The Hate U Give Delivers on the Hype

Sometimes a YA debut gets so hyped—we’re talking 13-house auction, seven-figure movie deal (before it even hits the shelves!), and up and coming teen diva in the starring role hyped—that it can be hard for the book to live up to the heavy (heavy!) expectations put on it.
Ships in 1-2 days.
That, fortunately, is not the case for Angie Thomas’s stunner, The Hate U Give. It’s about as timely a book as you’ll ever read, and, amazingly, a fast-paced page-turner to boot. Dubbed the #BlackLivesMatter movement in novel form, THUG, the title of which is based on Tupac’s redefining and reclaiming of the word, is hardly the first to cover that ground. It’s part of a long history of books about police brutality and sanctioned violence against black bodies, including works by Walter Dean Myers and Coretta Scott King Award honorees such as Kekla Magoon’s How It Went Down and Jason Reynolds’ and Brendan Kiely’s recent All-American Boys.
“I’ve seen it happen over and over again: a black person gets killed just for being black, and all hell breaks loose. I’ve tweeted RIP hashtags, reblogged pictures on Tumblr, and signed every petition out there. I always said that if I saw it happen to somebody, I would have the loudest voice, making sure the world knew what went down.
Now I am that person, and I’m too afraid to speak.”
Starr Carter’s keeping her head down, plowing ahead on the smart kid track. She lives in gang-plagued Garden Heights, not known as the safest neighborhood, but her parents send her to the posh day school Williamson Prep, making her feel like she’s living a double life. (A popular YA trope deftly employed by Sherman Alexie in his beloved The Absolutely True Diary of a Part-Time Indian.) She has sort of bailed on her neighborhood friends, has a (secret) white boyfriend, and feels awkward trying to explain her everyday to the kids at school, who, let’s face it, just don’t get it.
Already conflicted by her neither-here-nor-there existence, she ends up at party with an old friend, Khalil—who may or may not be a drug dealer—that gets raided.
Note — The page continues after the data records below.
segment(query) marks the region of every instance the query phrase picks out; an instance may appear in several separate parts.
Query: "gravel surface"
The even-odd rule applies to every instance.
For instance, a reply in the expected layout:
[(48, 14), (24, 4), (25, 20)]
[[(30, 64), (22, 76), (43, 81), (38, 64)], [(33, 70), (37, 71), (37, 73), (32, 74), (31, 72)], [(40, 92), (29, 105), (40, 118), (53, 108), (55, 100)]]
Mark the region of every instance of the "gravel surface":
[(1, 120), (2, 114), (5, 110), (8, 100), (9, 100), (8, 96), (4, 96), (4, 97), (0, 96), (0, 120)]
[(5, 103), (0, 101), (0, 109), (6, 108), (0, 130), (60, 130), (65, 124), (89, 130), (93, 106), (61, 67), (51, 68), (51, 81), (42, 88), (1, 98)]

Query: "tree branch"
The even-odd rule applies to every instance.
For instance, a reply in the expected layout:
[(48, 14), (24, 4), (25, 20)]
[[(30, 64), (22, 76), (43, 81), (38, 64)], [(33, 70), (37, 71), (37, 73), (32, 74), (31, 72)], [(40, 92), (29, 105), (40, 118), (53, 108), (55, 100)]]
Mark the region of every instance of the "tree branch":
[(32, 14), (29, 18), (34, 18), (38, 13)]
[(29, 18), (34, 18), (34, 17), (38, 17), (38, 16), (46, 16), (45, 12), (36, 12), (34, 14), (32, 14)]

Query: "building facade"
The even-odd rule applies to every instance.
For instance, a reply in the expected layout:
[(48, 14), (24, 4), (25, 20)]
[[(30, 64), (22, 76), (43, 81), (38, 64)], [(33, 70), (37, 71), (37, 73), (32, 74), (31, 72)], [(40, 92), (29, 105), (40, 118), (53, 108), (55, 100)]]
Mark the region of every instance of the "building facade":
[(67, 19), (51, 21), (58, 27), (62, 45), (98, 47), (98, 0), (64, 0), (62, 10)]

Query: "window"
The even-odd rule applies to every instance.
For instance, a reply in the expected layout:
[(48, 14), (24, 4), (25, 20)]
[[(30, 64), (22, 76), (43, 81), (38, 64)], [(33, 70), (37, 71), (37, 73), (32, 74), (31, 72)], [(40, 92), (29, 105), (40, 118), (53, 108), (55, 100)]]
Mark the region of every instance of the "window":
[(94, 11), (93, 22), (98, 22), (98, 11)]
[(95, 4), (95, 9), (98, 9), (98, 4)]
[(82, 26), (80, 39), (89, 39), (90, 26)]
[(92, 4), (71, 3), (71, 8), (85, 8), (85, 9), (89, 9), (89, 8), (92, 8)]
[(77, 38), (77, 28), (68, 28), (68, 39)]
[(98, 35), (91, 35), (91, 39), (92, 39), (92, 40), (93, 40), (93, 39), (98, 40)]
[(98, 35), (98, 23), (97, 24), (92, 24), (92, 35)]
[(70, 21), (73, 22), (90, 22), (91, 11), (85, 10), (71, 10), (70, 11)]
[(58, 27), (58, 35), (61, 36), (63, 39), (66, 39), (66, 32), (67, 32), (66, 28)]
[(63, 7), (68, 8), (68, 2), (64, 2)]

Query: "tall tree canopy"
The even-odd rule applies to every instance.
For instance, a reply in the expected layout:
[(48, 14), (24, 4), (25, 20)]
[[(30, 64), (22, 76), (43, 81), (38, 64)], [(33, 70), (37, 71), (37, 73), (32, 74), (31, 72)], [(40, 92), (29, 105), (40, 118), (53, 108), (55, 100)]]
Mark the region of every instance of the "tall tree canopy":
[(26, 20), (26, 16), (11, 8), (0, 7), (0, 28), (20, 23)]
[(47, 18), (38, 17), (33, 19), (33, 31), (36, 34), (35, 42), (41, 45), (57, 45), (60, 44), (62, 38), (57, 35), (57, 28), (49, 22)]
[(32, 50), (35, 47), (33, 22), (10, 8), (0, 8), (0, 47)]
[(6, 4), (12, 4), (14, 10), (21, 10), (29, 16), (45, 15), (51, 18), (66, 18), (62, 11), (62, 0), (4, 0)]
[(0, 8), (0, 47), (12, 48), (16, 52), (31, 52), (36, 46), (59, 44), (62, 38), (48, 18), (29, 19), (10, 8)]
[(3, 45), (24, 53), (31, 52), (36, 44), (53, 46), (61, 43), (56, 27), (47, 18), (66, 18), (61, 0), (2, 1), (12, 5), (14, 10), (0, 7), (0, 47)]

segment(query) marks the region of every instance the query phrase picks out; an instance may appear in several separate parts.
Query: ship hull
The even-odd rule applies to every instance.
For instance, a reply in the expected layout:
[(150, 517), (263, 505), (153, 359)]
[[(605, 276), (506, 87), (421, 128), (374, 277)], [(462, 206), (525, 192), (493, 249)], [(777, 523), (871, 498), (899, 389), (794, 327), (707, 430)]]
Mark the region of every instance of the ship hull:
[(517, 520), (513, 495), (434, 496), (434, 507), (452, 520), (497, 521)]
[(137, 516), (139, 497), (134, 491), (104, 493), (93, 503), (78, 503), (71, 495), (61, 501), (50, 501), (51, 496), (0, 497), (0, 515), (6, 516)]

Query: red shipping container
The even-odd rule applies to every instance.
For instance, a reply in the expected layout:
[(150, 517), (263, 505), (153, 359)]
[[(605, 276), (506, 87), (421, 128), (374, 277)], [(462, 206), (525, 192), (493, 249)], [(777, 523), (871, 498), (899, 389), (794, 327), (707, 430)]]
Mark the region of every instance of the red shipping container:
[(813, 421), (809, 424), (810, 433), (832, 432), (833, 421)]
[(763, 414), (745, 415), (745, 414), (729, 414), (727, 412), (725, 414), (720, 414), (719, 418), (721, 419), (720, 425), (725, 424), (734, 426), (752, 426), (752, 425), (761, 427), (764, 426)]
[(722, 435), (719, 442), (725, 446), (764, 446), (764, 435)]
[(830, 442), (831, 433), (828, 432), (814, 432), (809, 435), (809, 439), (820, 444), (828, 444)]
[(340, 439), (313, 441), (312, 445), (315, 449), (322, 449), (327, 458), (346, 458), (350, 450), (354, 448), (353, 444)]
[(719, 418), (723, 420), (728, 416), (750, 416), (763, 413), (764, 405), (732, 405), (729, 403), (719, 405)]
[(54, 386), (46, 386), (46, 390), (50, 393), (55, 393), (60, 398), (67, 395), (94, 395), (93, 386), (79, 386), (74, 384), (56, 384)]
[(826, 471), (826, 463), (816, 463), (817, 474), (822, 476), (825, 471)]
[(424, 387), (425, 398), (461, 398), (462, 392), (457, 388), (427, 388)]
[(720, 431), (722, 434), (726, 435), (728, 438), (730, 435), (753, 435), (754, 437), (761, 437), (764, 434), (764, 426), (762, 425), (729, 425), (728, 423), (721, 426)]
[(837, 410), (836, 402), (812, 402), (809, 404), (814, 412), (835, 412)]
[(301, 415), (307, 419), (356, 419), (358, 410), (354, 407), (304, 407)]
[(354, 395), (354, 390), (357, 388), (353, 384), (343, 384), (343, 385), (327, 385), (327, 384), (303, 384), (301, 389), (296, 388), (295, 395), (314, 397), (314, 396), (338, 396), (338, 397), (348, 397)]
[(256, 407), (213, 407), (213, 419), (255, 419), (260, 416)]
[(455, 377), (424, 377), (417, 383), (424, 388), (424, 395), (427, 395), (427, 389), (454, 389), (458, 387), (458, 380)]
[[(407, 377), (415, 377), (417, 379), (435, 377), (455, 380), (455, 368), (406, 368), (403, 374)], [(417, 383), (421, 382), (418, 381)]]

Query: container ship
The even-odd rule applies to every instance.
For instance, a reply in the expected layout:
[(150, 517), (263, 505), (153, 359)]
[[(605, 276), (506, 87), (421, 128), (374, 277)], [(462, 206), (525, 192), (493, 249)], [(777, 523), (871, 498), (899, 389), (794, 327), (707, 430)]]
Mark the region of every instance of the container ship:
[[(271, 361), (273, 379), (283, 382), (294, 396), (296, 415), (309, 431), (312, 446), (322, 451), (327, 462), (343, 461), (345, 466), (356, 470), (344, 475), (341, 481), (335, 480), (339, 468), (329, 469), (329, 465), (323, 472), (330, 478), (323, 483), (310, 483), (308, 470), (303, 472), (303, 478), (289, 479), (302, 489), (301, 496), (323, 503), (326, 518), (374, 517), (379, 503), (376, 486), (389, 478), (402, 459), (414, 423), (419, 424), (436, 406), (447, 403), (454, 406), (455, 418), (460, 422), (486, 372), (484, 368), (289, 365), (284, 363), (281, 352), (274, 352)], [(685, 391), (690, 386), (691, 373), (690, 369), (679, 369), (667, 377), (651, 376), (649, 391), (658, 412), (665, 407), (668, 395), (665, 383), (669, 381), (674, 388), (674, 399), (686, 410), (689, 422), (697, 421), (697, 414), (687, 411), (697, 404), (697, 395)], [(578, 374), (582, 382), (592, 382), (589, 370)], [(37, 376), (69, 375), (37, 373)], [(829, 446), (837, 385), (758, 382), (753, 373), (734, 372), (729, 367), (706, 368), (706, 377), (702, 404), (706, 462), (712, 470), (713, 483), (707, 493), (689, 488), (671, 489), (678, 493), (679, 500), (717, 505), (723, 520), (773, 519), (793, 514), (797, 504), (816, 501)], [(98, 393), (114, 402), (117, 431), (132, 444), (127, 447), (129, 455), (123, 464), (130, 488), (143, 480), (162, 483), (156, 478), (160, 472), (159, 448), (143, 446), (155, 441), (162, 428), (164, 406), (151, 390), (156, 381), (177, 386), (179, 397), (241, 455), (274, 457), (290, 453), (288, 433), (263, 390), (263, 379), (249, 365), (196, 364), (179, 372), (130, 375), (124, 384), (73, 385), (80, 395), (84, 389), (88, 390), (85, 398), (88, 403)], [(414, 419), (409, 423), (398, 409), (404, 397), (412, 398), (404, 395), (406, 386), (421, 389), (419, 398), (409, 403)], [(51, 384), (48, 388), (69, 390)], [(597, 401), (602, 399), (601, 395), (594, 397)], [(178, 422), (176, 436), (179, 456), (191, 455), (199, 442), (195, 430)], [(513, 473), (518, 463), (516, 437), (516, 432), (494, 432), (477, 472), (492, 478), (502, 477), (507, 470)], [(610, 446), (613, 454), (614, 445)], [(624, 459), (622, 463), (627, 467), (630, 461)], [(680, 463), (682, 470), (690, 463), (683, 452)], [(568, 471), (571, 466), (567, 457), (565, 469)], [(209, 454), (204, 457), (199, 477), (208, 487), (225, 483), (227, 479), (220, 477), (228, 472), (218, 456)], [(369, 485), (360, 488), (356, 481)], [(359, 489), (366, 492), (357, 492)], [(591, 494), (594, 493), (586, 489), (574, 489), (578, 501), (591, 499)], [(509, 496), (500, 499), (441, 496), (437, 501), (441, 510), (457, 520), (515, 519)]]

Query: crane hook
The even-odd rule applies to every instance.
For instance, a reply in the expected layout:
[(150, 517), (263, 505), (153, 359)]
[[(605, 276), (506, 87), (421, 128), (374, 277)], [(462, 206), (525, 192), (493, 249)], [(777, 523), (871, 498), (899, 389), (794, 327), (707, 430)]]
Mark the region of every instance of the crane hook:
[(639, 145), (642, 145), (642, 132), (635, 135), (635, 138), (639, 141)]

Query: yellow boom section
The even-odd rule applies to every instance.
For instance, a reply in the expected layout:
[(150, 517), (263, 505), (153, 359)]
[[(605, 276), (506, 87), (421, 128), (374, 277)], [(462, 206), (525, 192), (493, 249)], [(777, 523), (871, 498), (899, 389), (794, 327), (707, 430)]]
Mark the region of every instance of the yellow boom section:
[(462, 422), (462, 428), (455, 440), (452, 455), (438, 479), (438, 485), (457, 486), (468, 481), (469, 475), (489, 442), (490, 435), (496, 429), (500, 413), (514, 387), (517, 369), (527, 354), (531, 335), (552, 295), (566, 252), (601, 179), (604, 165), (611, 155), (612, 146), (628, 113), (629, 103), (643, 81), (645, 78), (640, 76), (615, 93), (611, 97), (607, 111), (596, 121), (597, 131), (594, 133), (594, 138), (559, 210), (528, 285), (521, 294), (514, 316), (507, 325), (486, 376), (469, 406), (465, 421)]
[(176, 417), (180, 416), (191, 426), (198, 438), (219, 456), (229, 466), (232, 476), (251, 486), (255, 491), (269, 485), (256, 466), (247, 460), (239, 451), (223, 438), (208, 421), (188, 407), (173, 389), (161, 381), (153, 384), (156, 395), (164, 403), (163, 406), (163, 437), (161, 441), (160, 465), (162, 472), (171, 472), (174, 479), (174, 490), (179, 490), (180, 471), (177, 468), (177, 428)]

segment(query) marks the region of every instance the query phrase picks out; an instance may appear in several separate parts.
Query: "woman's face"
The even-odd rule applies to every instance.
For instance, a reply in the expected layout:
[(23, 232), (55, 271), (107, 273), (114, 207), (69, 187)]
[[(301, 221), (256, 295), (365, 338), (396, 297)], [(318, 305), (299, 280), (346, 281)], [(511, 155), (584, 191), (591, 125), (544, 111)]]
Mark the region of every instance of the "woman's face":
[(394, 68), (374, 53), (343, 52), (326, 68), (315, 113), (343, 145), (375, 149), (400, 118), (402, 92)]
When a cop stops her and Khalil on the way home, she’s worried. Her parents have taught her from day one that whether you’ve done something wrong or not, if you’re a black kid stopped by a (white) cop, you’re in trouble. Real trouble. Potentially deadly trouble. Before she knows it, the incident has spiraled out of control, and Khalil lies dying on the pavement.
But the heart of the story is what happens in the aftermath of the shooting. Starr’s caught between the hopes and validation of an entire community and movement and the fear that has haunted her, rightfully, since she witnessed the murder of a friend—which, notably, is not the first murder she’s witnessed, at the age of 16.
Thomas’s #ownvoices debut is surefooted, deftly drawn, and chock full of moments of microaggression that will shake its readers, educating us on some of the harsher realities of black life in modern America. Starr’s voice is wry, confident, and curious, and she delivers profound insights with casual grace that’s rarely pedantic. Case in point: “Daddy once told me there’s a rage passed down to every black man from his ancestors, born the moment they couldn’t stop their slave-masters from hurting their families.”
Most compelling, perhaps, is the spiderweb of relationships Thomas builds throughout the book—intricate and complicated, each character bringing his or her own well-defined take to the conversation. There’s an impressive depth in these characters, like Starr’s proud, trying-his-best former gang member daddy and her sometimes clueless but well-meaning white boyfriend, Chris, or her school friend Hailey, whose racist take on Khalil’s life startles both Starr and the reader. But she also has a way with the minor players who people Starr’s neighborhood, bringing them alive with small insights that make them memorable.
In the beginning, Starr is just a kid: sneaker-obsessed, confused about a boy, caught between two very different circles of friends. In the end, she’s still just a kid, but a hero, too, in her own way. Is it enough?
There are no easy answers in this book. But that’s why the debut is a stunner—it will leave you thinking about it long after you finish, and with the need to talk about what you found in its pages. All the best books do.